If an oppressive government is enslaving millions? You see, the Prime Directive has many different functions, not the least of which is to protect us. To prevent us from allowing our emotions to overwhelm our judgement.
That's from Pen Pals. In order to somehow justify the PD, Picard is force to walk down a twisting pathway of hypotheticals.

How realistically do you get from stopping a natural disaster that's going to end all life --- to a "oppressive government that's enslaving millions," that presumably isn't going to end all life.
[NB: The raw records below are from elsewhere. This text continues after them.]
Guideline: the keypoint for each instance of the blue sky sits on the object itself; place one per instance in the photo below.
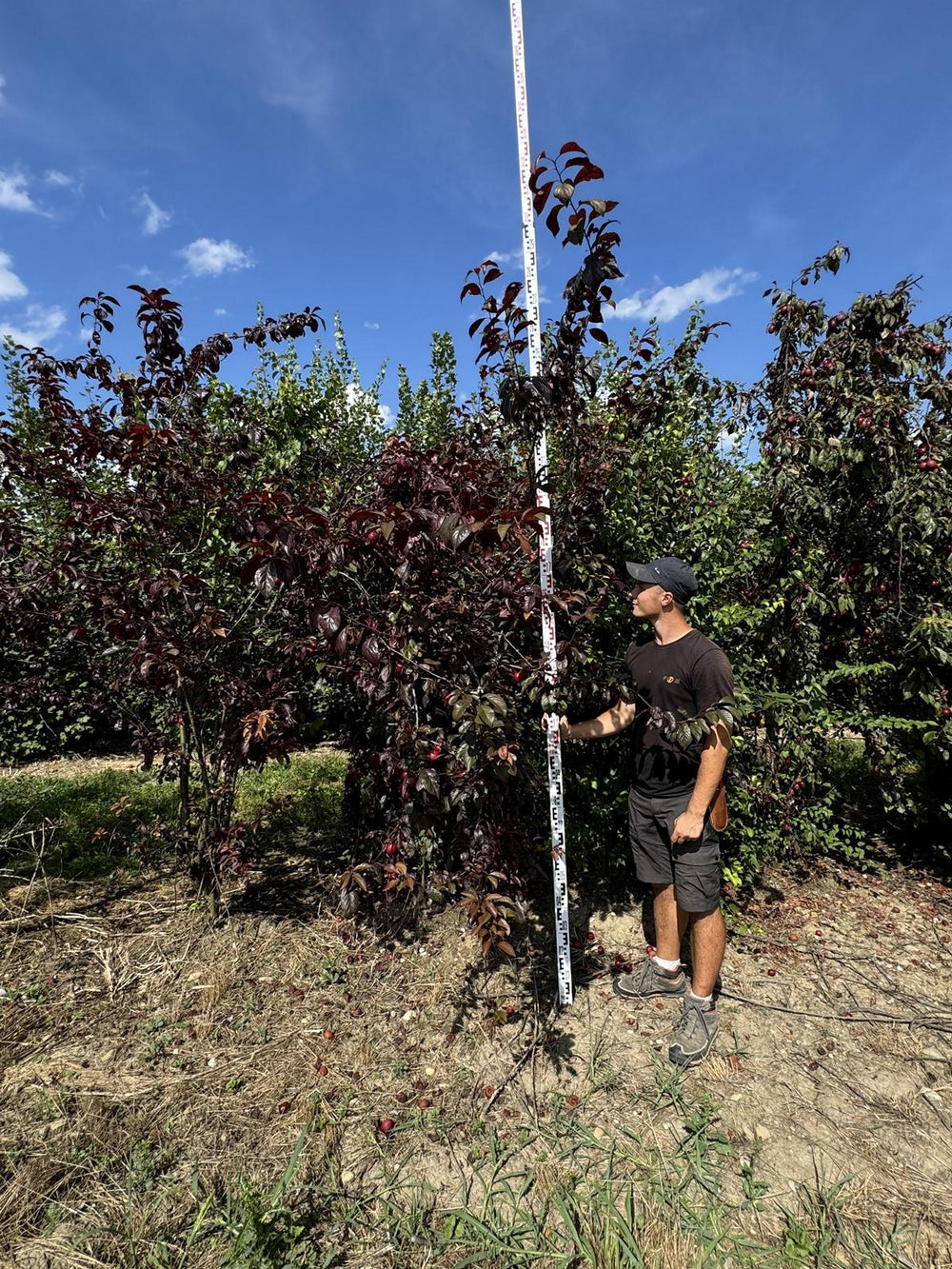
(362, 156)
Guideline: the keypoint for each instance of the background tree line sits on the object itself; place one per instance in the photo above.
(216, 576)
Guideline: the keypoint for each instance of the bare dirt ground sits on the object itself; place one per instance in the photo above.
(132, 1031)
Where is the comparison?

Unless we help everyone, we can help no one?

DonIago wrote: View Post
I think ideally it would be left to the culture itself to state whether it would rather be changed or dead.
And this would be the advantage of straight forward contacting the people to be "saved." It possible that the Boraal in Homeward would have selected not to be saved, to die on their land. Or the village elders might have convinced the people that relocating was better than non-existence. Consulting with the villagers about the move wouldn't have require them to leave most everything behind, like they did to travel through "the caves."

Vanyel wrote: View Post
The Boraal were saved for selfish reasons. Then put onto a new planet where they did not belong, which would devastate them or the planet.
If the Boraal died on their home world, or on their new world yes they would in both cases be dead, but by taking them to a new world they had a chance to survive, remaining where they were meant certain death. If their arrival meant the destruction of the ecosystem and they died from that, they still would have had a chance for life.


Last edited by T'Girl; September 19 2012 at 12:28 AM.